Recently, I overheard a conversation between two women that went something like this.
“I finally went to that art class I told you about.”
“That’s great. How was it?”
“It was OK. I don’t know if I will go back.”
“Why’s that? I thought you liked painting.”
“I do but… We started on a project and it seemed like everyone in the class knew what we were doing except me. I felt kind of dumb. It was like everyone was better than me and it was frustrating.”
While I mentally applauded the first woman for stepping out of her comfort zone to attend the art class, I also thought about how many times people don’t start something, whether it be a hobby, a project, or a new interest due to fear. The fear that they might appear to be new to the task. It’s (more than) a bit ironic that people seem to fear looking like they are learning when they are… learning. I also thought about how many times people finally work up the nerve to start learning something, figure out that it’s more difficult than anticipated, and then quit due to fear of the unknown.
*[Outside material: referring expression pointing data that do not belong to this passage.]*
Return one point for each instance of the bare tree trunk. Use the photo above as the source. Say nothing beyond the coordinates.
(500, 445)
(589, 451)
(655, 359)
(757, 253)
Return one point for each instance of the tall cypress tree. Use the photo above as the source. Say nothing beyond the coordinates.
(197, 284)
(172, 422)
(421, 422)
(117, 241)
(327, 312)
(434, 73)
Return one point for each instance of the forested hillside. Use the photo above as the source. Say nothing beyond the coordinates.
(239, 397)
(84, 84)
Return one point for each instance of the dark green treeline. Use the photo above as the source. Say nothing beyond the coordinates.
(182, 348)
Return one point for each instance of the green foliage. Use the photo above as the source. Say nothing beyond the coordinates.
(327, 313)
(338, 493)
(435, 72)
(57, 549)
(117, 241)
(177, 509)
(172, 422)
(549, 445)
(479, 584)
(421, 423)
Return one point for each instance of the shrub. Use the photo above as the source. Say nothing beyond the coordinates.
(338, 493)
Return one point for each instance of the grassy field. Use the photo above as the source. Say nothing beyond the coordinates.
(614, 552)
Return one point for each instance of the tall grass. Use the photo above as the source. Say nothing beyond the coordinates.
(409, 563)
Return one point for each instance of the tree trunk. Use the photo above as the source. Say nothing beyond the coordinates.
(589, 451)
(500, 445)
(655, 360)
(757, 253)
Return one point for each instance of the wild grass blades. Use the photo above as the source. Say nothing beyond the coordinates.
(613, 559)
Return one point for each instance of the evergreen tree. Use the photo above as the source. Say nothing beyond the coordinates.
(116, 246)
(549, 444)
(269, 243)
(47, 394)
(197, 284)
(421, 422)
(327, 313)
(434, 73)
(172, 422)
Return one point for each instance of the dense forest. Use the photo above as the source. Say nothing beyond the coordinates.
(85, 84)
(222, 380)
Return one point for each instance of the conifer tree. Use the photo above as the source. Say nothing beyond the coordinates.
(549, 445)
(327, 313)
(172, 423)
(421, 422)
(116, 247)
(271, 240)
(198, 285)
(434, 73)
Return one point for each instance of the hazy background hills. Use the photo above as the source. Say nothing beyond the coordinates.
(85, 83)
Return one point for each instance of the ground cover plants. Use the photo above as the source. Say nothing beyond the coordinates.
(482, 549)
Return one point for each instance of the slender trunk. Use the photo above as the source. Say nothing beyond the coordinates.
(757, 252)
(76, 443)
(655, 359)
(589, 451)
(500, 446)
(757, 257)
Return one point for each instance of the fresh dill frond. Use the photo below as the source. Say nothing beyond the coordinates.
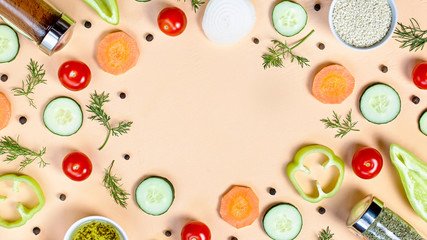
(112, 183)
(96, 103)
(411, 36)
(343, 127)
(280, 51)
(13, 150)
(34, 78)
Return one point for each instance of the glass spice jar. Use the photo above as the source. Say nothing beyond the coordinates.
(38, 21)
(372, 221)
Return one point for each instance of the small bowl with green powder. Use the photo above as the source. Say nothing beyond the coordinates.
(97, 228)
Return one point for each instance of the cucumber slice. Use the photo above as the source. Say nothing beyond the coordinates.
(289, 18)
(155, 195)
(380, 103)
(63, 116)
(9, 44)
(422, 123)
(282, 222)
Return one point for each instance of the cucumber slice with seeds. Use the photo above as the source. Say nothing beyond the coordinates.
(63, 116)
(9, 44)
(380, 103)
(155, 195)
(282, 222)
(289, 18)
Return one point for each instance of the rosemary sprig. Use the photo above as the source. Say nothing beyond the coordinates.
(411, 36)
(112, 183)
(280, 51)
(13, 150)
(343, 127)
(326, 234)
(195, 4)
(34, 78)
(96, 103)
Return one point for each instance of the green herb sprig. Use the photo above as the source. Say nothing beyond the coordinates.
(96, 103)
(411, 36)
(280, 51)
(13, 150)
(34, 78)
(326, 234)
(343, 127)
(196, 4)
(112, 183)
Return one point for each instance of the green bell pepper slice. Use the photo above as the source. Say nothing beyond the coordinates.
(26, 213)
(413, 174)
(298, 165)
(106, 9)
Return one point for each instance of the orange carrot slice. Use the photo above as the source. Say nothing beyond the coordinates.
(333, 84)
(239, 206)
(117, 53)
(5, 111)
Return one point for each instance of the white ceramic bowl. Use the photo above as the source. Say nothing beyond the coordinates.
(386, 37)
(95, 218)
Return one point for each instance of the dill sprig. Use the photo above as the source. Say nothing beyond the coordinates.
(280, 51)
(13, 150)
(195, 4)
(343, 127)
(34, 78)
(112, 183)
(326, 234)
(96, 103)
(411, 36)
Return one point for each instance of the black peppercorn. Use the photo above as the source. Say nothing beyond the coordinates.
(321, 210)
(4, 77)
(36, 230)
(415, 99)
(22, 120)
(149, 37)
(88, 24)
(384, 68)
(62, 197)
(255, 40)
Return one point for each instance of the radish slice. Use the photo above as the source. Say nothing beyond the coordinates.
(226, 22)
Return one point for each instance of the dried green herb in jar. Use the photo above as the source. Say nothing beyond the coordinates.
(372, 221)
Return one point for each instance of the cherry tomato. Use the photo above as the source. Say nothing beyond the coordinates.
(195, 231)
(172, 21)
(419, 75)
(77, 166)
(367, 163)
(74, 75)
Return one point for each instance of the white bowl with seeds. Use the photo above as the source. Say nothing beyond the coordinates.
(362, 24)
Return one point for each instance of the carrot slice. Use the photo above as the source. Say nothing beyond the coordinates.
(239, 206)
(333, 84)
(5, 111)
(117, 53)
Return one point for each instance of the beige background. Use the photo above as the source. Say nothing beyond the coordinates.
(208, 117)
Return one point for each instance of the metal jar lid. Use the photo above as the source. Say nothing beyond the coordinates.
(364, 213)
(58, 35)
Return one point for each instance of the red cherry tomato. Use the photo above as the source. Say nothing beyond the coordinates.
(419, 75)
(77, 166)
(74, 75)
(367, 163)
(172, 21)
(195, 231)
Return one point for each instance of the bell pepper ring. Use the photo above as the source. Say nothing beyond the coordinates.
(298, 165)
(25, 212)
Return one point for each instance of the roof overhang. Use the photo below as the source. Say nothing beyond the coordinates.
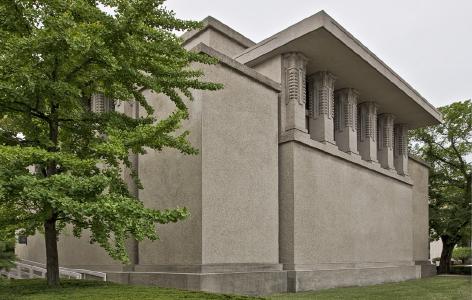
(210, 22)
(328, 46)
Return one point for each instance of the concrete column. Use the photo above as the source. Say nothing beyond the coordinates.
(400, 152)
(367, 131)
(385, 140)
(321, 106)
(345, 120)
(294, 92)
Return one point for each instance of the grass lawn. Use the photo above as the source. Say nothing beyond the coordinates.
(457, 287)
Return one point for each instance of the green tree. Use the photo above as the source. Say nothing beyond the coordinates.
(60, 161)
(7, 254)
(447, 148)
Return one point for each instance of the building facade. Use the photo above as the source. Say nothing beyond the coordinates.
(303, 180)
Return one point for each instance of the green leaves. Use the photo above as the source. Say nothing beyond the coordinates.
(61, 161)
(447, 148)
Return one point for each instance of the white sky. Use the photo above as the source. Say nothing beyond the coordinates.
(427, 42)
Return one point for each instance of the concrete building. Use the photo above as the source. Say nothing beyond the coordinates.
(303, 180)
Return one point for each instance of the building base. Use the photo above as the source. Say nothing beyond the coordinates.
(268, 282)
Let’s first talk about the fear of appearances. It’s as if it never occurs to us that beginning something new automatically means that we are going to be LEARNING something new and we couldn’t possibly know everything about it. If we already knew how to do it, then there would be no reason to learn it. Also something to think about… Everyone starts from a place of not knowing and, depending on how long someone has been at it, everyone is at a different place in the learning process. Like the people in the woman’s painting class.
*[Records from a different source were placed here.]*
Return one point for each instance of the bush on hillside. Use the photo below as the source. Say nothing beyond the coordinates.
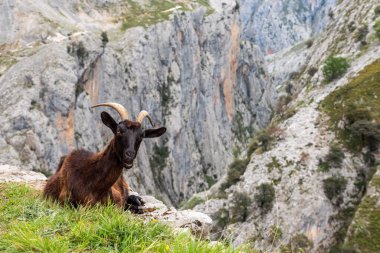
(235, 170)
(265, 196)
(377, 29)
(368, 132)
(334, 67)
(361, 34)
(240, 207)
(377, 10)
(334, 186)
(335, 156)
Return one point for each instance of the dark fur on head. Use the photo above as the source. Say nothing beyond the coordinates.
(83, 177)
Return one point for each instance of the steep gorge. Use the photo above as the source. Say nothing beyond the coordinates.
(191, 73)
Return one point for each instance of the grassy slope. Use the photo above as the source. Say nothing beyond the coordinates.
(362, 92)
(30, 224)
(155, 11)
(364, 233)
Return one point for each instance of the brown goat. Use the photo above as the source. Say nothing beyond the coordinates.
(88, 178)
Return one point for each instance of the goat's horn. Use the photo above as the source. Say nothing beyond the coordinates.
(142, 115)
(118, 107)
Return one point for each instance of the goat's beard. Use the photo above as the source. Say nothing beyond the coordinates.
(128, 165)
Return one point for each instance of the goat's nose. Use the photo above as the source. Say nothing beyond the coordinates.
(130, 153)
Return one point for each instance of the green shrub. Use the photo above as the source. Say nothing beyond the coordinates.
(323, 166)
(335, 156)
(361, 34)
(358, 100)
(300, 243)
(377, 29)
(191, 203)
(240, 207)
(377, 10)
(312, 71)
(265, 196)
(275, 233)
(368, 132)
(334, 67)
(282, 103)
(264, 138)
(221, 218)
(351, 26)
(334, 186)
(235, 170)
(78, 50)
(158, 160)
(309, 43)
(104, 38)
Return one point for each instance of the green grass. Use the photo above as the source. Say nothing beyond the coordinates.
(364, 233)
(155, 11)
(30, 224)
(191, 203)
(361, 93)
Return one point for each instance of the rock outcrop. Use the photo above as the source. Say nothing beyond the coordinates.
(197, 223)
(190, 72)
(302, 210)
(276, 25)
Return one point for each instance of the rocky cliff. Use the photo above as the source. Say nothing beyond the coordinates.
(288, 196)
(276, 25)
(183, 62)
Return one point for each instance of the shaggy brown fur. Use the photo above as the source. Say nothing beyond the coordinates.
(83, 177)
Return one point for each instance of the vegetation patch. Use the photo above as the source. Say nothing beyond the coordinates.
(235, 170)
(191, 203)
(275, 234)
(334, 158)
(264, 197)
(159, 157)
(155, 11)
(357, 106)
(240, 207)
(334, 67)
(79, 51)
(274, 164)
(333, 187)
(364, 233)
(377, 29)
(300, 243)
(30, 224)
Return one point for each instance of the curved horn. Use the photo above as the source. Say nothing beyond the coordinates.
(118, 107)
(142, 115)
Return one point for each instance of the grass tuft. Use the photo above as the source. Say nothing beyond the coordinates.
(30, 224)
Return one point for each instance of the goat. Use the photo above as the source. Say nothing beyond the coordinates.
(87, 178)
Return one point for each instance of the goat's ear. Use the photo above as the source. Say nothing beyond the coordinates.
(154, 132)
(109, 121)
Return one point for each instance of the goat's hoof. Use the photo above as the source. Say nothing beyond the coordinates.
(135, 204)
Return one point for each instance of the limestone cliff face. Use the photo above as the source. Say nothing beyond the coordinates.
(191, 73)
(275, 25)
(302, 135)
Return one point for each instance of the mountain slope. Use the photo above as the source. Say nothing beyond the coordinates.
(286, 196)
Even people who are considered “naturals” at certain tasks had to take that first step to learn, whether it was by observing or listening and then trying.
I will also mention that I have never met one person in my entire life who has ever looked down their nose at someone who is learning a new skill. Ever. In fact, I’ve met many that were the complete opposite.
Everyone has to start from the beginning. There’s no other place to start.
Now lets take a look at the second fear. The one that comes when learning a skill is more difficult than anticipated. This fear is not the fear of the skill being too difficult. This is actually related to self confidence and whether a person thinks that they have the abilities necessary to get beyond the initial difficulty. It comes with thoughts along the lines of “I’m not ever going to get this. I might as well give up.” It’s a fear of the unknown because you truly never know what you can do unless you try. Once you give up, the results remain forever unknown.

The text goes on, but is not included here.